Author: Jasper Y. Arcalas
Any views expressed in this article are those of the author and not of Philippine Statistics Authority.
THERE were empty tables and chairs at the office of the National Food Authority (NFA) where it conducted its first bidding of the year for rice imports under the government-to-government (G2G) scheme on April 27. The venue was not jam-packed despite the fact that the NFA was under pressure to replenish its depleted stockpile, which fell to less than a day of the country’s total national rice consumption.
The NFA had wanted to import rice earlier, but the government’s economic managers and the food agency’s highest policy-making body—the NFA Council (NFAC)—thumbed down the G2G scheme. They claimed that the procurement mode was “vulnerable” to corruption.
But the current state of the NFA’s buffer stock forced the government to resort to it again. The food agency was supposed to have a stockpile equivalent to 15 days of consumption, or around 465,000 metric tons. As of April 27 the buffer stock stood at only 8,500 MT. This caused the NFA to stop selling cheap rice.
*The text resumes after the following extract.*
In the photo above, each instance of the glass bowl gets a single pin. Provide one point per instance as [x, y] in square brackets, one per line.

The purchase of rice abroad via G2G would take only 30 days to be completed. In contrast, buying rice via the open tender would require at least 45 days.
The food agency now under the Department of Agriculture (DA) is currently struggling to bring back “affordable” rice in the market, the sale of which was temporarily suspended due to the depletion of the NFA’s buffer stock. The poor who patronize the NFA’s cheap rice, however, would have to wait a little longer.